The author, Dale Harper, served in World War II as a radarman on an LST (Landing Ship, Tank) and has written many articles for World War II Magazine. He tells Comfort's wartime history chronologically in 13 chapters and includes numerous historical photos. Chapters I to VI deal with the period from the ship's commissioning on May 5, 1944, to its participation in the Battles of Leyte and Luzon. Chapters VII to XI cover Comfort's time in Okinawa, the kamikaze attack, and its aftermath. Chapter XII discusses the sinking of Awa Maru, an unarmed Japanese relief ship, by the American submarine Queenfish on April 1, 1945. The final chapter tells about Comfort's return to the US. The appendices total 50 pages, a third of the book, and include many official US Government documents related to hospital ships and the Awa Maru sinking.

Although much of the book tends to be a somewhat dry description of facts about the ship and its wartime history, Chapter IX and X's several personal accounts about the kamikaze attack on Comfort provide many insights into the carnage, confusion, and terror caused by the crash.  For example, Second Lieutenant Louise Campbell, a nurse who assisted in rescue efforts, gives a detailed account of the terrible scene, including the following comment (p. 65):

The hardest thing for the men to take was the fact that nurses had been killed, injured and horribly burned. They kept talking about it and muttering threats against an enemy that would willfully do such a thing.

Harper contacted more than 20 former Comfort personnel in order to obtain the moving personal accounts and other information included in this book.
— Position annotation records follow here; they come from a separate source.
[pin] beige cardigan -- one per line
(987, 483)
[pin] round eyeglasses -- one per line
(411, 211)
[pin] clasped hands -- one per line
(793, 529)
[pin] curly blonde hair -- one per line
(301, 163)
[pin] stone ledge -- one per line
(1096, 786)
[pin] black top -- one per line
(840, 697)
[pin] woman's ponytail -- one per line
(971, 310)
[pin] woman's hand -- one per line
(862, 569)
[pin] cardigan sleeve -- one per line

The personnel included individuals from the Navy, which operated the ship; the Army, which ran the hospital facilities; and the Red Cross, which performed various tasks to provide physical and emotional support to patients.

After Comfort's return to the US for repairs, the book ends rather abruptly even though the ship was not decommissioned until April 1946. The book briefly mentions the 1987 reunion of Comfort personnel in San Diego, but it does not contain any other information about what happened to Comfort and her personnel after the end of the war.
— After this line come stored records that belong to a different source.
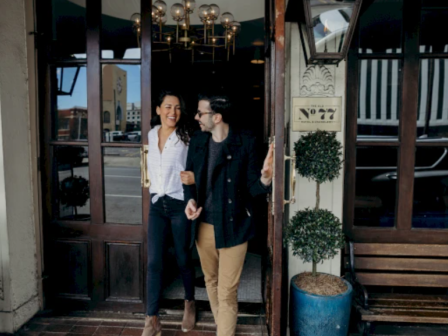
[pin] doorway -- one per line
(99, 76)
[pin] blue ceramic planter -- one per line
(317, 315)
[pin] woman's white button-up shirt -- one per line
(164, 168)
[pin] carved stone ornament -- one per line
(317, 81)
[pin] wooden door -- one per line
(275, 131)
(95, 110)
Nurses from Comfort inspect engine
wreckage from kamikaze plane

American hospital ships had several close calls prior to the kamikaze attack on Comfort. Japanese planes attacked the USS Hope (AH-7) twice in December 1944, but this hospital ship barely escaped damage in both instances. The USS Relief (AH-1) and USS Solace (AH-5) were attacked in April 1945 by Japanese planes, but they also luckily escaped without any casualties or damage. The book does not mention whether Comfort personnel had heard of any of these close calls prior to the kamikaze plane crashing into their ship. Even though hospital ships were to be protected under provisions of the Geneva Convention, American hospital ships in the Pacific clearly faced many dangers during World War II.

This book devotes about 30 pages to the Awa Maru incident, which the Japanese government described as follows, "This is the most outrageous act of treachery unparalleled in the world history of war" (p. 130). Harper speculates that the kamikaze attack on Comfort was in retaliation for Queenfish's sinking the Japanese relief ship Awa Maru with four torpedoes on April 1, 1945. Over 2,000 Japanese passengers lost their lives in the sinking. A document was recovered from the dead kamikaze pilot who hit Comfort, and this paper indicated the numbers of various types of American ships, including two hospital ships, at several locations off Okinawa. The author argues that the pilot deliberately selected Comfort as a target even though he knew that there were numerous warships in the area. Also, Comfort's Captain Tooker wrote to Admiral Nimitz that he had heard a Tokyo radio broadcast on April 9, 1945, that included the following words, "We are justified in bombing hospital ships as they are being used for repair ships for returning wounded men back to the fighting front" (p. 92).

The personal accounts and many photos in Too Close for Comfort make it a fascinating history about a type of ship not covered in detail in other books on the Pacific War.